I’m a big fan of open-source software for research. For example, R-statistics, Qgis, and Grass GIS are awesome programs. R can do any statistical tests and numerical modeling you can imagine; if there’s not a built-in function you can write one (the beauty of using a programming language over point-and-click statistical programs). Granted, SPSS and Minitab do allow you to write scripts, but the language is less straightforward than R, and matrix-manipulation is easier in R. Same with Grass GIS. Qgis is an amazing substitute for ArcMap, with a beautiful interface. The other benefit of using a programming language for your research is reproducibility. You can save your code, re-run it to generate the same exact tests and figures so that you never forget what you did. Plus, you can share your code as appendices on your paper so that others can read your code to reproduce your results exactly. There is absolute transparency. This can be incredibly important, as noted in a post by Jeremy Fox over at Dynamic Ecology.

However, as wonderful as R is, there are things R does not do well. Symbolic math is one of them (R CAN do it, but I find the commands clunky). However, the Python programming language (which is a high-level language that can be used to make stand-alone software) has excellent modules (like R packages) for matrix manipulations and symbolic math. Although I’m still new to it, I dare say that Python’s mathematical package is near as complete as MATLAB (at least for my uses). In fact, Python’s numerical packages are widely used in physics, astronomy, and bioinformatics.
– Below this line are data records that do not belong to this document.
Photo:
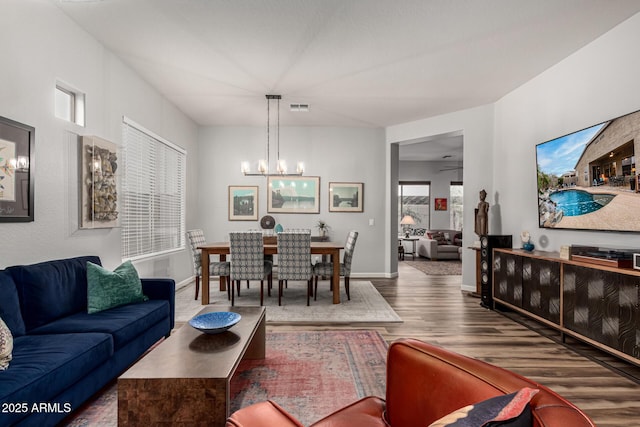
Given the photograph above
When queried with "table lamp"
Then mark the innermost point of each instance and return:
(407, 221)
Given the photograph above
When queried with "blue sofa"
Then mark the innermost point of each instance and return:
(62, 355)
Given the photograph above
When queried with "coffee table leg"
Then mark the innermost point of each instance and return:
(205, 277)
(257, 346)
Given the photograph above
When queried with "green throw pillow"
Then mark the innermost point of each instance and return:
(107, 289)
(6, 345)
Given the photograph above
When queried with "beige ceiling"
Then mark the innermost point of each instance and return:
(370, 63)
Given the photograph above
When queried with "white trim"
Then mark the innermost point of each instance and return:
(141, 128)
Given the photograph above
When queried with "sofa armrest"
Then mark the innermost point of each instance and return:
(263, 414)
(426, 382)
(162, 289)
(428, 248)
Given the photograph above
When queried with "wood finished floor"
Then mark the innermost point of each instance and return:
(435, 310)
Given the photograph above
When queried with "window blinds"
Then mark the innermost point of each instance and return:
(153, 193)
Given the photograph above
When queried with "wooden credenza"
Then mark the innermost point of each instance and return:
(597, 304)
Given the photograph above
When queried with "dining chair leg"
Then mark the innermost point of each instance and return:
(262, 293)
(233, 301)
(315, 291)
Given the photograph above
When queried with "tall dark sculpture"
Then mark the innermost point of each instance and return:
(482, 215)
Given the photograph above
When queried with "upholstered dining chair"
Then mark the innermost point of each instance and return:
(294, 259)
(247, 261)
(326, 268)
(196, 238)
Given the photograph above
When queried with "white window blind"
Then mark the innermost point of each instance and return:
(153, 193)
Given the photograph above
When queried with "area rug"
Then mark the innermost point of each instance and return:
(366, 304)
(437, 268)
(310, 374)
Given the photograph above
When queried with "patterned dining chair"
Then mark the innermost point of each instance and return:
(196, 238)
(326, 268)
(294, 259)
(247, 261)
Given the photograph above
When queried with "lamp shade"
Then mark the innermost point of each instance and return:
(407, 220)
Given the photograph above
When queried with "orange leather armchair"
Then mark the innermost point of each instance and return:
(425, 383)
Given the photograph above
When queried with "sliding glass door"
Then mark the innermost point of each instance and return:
(413, 200)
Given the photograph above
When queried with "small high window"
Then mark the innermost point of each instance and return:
(69, 104)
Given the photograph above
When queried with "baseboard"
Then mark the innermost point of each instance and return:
(374, 275)
(185, 282)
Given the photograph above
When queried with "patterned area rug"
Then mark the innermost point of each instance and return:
(310, 374)
(437, 268)
(366, 304)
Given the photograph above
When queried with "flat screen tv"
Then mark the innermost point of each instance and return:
(587, 179)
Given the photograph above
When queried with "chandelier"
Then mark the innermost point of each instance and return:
(264, 165)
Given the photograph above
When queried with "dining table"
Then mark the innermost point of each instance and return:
(222, 249)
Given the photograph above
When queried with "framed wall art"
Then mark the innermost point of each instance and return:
(293, 194)
(440, 204)
(346, 196)
(243, 203)
(98, 183)
(16, 171)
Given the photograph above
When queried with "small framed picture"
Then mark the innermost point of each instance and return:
(293, 194)
(440, 204)
(99, 183)
(243, 203)
(16, 171)
(346, 196)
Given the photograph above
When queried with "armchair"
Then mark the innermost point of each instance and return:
(425, 383)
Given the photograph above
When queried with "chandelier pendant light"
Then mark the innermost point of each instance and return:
(264, 165)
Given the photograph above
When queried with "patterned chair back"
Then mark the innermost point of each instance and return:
(349, 247)
(196, 238)
(294, 255)
(247, 255)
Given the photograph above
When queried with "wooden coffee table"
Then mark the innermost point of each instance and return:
(185, 380)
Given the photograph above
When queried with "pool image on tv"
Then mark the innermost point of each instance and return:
(587, 179)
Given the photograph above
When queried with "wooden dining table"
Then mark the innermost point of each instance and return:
(222, 249)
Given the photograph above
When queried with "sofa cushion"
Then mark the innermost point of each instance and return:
(6, 346)
(439, 237)
(10, 305)
(507, 410)
(448, 248)
(125, 323)
(108, 289)
(51, 290)
(45, 365)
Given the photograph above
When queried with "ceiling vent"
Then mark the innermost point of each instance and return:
(303, 108)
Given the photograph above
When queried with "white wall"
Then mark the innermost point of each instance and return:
(39, 45)
(333, 154)
(440, 187)
(597, 83)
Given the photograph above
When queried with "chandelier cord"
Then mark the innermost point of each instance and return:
(268, 123)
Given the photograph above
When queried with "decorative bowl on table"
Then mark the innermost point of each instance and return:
(215, 322)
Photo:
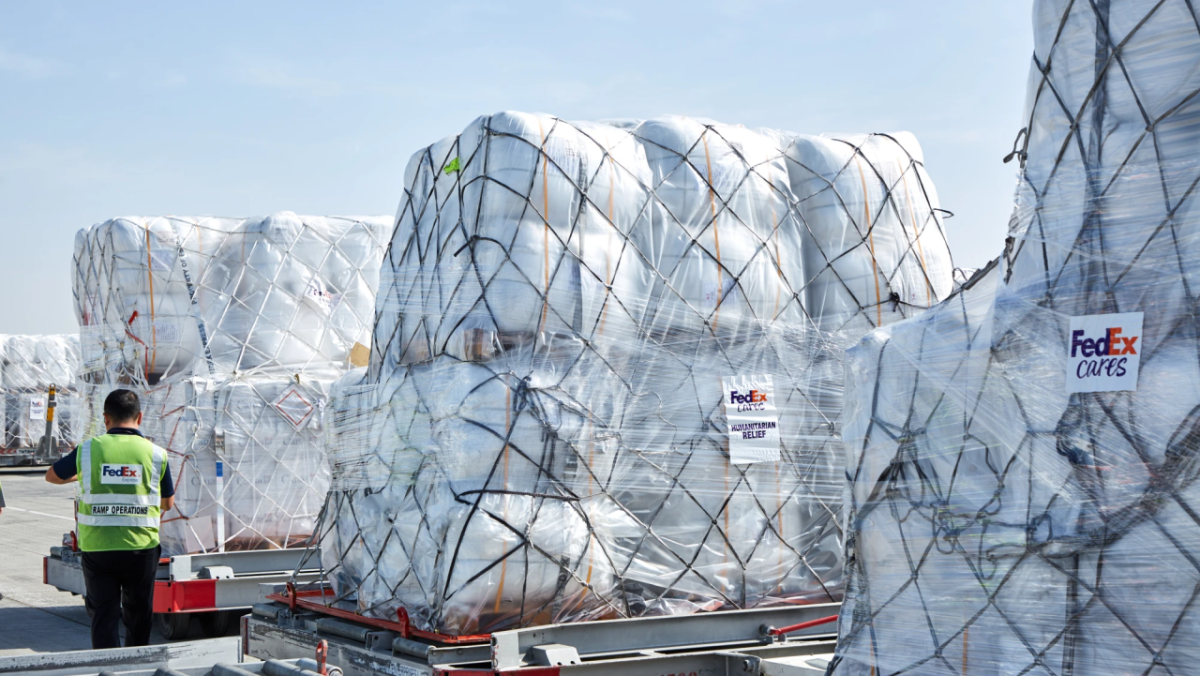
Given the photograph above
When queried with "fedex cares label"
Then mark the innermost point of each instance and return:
(1103, 352)
(753, 419)
(120, 473)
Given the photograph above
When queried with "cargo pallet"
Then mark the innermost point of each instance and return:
(215, 587)
(47, 450)
(220, 657)
(795, 640)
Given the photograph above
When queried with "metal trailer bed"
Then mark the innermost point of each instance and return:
(777, 641)
(217, 657)
(215, 587)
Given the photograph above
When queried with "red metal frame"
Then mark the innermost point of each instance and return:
(791, 628)
(295, 599)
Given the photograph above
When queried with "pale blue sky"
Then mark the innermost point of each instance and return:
(121, 108)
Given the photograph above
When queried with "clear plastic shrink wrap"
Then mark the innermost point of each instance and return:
(1023, 459)
(233, 330)
(29, 365)
(565, 311)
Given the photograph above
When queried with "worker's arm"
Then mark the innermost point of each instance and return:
(64, 470)
(53, 477)
(167, 489)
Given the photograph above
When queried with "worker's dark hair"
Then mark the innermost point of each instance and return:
(121, 406)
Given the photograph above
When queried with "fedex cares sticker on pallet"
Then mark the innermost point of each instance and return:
(1103, 352)
(753, 419)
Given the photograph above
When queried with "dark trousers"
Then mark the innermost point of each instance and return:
(120, 586)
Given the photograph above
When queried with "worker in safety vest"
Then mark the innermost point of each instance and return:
(124, 488)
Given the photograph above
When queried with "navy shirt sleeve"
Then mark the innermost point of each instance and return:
(65, 466)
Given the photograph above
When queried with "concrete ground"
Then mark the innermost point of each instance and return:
(35, 617)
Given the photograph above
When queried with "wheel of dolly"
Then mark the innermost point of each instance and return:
(173, 626)
(215, 623)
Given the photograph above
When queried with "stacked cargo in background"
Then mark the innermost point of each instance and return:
(233, 331)
(565, 311)
(29, 365)
(1008, 510)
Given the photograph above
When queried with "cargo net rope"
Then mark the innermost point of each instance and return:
(232, 330)
(1014, 507)
(565, 311)
(29, 366)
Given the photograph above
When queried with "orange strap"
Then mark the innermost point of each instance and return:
(545, 220)
(916, 233)
(870, 240)
(717, 234)
(154, 333)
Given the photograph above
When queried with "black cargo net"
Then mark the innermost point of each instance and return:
(999, 525)
(582, 450)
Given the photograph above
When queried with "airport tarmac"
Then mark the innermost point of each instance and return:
(35, 617)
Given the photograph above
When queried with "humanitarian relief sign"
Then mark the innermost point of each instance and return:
(753, 419)
(1103, 352)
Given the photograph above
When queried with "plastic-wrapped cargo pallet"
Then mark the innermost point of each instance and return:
(29, 365)
(598, 386)
(1024, 458)
(233, 330)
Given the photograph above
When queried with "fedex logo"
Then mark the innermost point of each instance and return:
(1103, 353)
(753, 400)
(754, 396)
(120, 473)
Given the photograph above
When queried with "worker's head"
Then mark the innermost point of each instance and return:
(123, 410)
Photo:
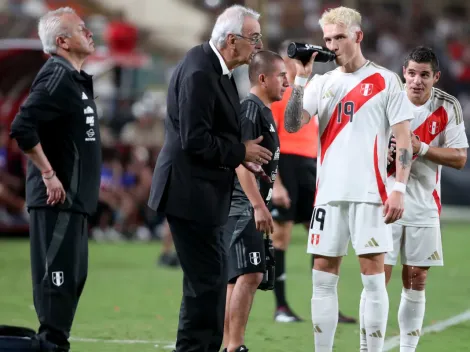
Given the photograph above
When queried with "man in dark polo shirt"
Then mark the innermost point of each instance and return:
(249, 217)
(57, 128)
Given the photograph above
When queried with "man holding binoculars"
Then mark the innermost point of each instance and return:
(357, 104)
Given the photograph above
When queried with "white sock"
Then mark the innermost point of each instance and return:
(324, 309)
(375, 310)
(362, 328)
(410, 318)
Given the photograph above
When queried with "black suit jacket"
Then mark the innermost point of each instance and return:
(193, 177)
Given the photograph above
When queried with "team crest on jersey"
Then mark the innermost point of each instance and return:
(366, 89)
(434, 127)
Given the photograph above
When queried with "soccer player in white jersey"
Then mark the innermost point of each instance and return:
(357, 104)
(438, 140)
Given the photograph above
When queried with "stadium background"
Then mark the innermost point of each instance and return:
(130, 301)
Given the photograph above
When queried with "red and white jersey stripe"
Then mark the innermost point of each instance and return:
(439, 123)
(355, 114)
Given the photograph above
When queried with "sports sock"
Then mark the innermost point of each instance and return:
(280, 272)
(375, 310)
(362, 328)
(410, 318)
(324, 309)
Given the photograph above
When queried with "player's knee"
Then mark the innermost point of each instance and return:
(414, 277)
(324, 283)
(372, 264)
(251, 280)
(281, 235)
(327, 264)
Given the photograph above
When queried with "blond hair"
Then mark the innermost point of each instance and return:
(345, 16)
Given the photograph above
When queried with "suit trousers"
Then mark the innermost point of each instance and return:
(203, 254)
(59, 265)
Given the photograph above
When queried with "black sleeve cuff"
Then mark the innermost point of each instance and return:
(238, 155)
(26, 143)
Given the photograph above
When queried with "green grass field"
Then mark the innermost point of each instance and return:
(127, 297)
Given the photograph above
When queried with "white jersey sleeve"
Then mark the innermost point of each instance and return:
(311, 96)
(454, 134)
(399, 107)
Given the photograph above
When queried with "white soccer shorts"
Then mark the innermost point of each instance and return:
(335, 224)
(418, 246)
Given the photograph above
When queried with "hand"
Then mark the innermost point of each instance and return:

Python makes use of three main modules for math: scipy, numpy, and sympy. Scipy and Numpy together make Python a powerful MATLAB-esque program, while Sympy adds capabilities for symbolic math. Matplotlib (and by association Pylab) provide excellent graphing capabilities. Another benefit is that the language is similar to (but not identical to) R, so that transitioning should be easy. R does have a python-language interface package, but it is slow and you still need to learn Python. So why not just run Python directly. Additionally, Spyder provides an excellent RStudio-esque IDE for Python (although I think it’s Mac only). **UPDATE: Spyder apparently works on both Windows and Linux. My bad. **

I can’t walk you through the installation of Python and its modules (there’s a huge amount of material already available, and if you use a Mac, I highly recommend the MacPorts installation route). But I can show you what it can do. I developed a Python script to model Lotka-Volterra competition equations. Here’s the annotated script with the figure output, just as a demonstration of the capabilities of Python’s symbolic math package Sympy as an excellent complement to R’s highly advanced numerical techniques. Interested folks can look up Intro to Python material to get a handle on the language, although if you know R, it should be easy enough to figure out. Same goes for those of you familiar with MATLAB. The biggest difference is that when you import a module, you need to type the module name (or nickname if you use ‘as’) before the command so that Python knows where to look for the command. (NOTE: I’ve verified all of Python Sympy’s results with MATLAB. Although they give different equations in the output, they’re identical albeit with some algebraic manipulation).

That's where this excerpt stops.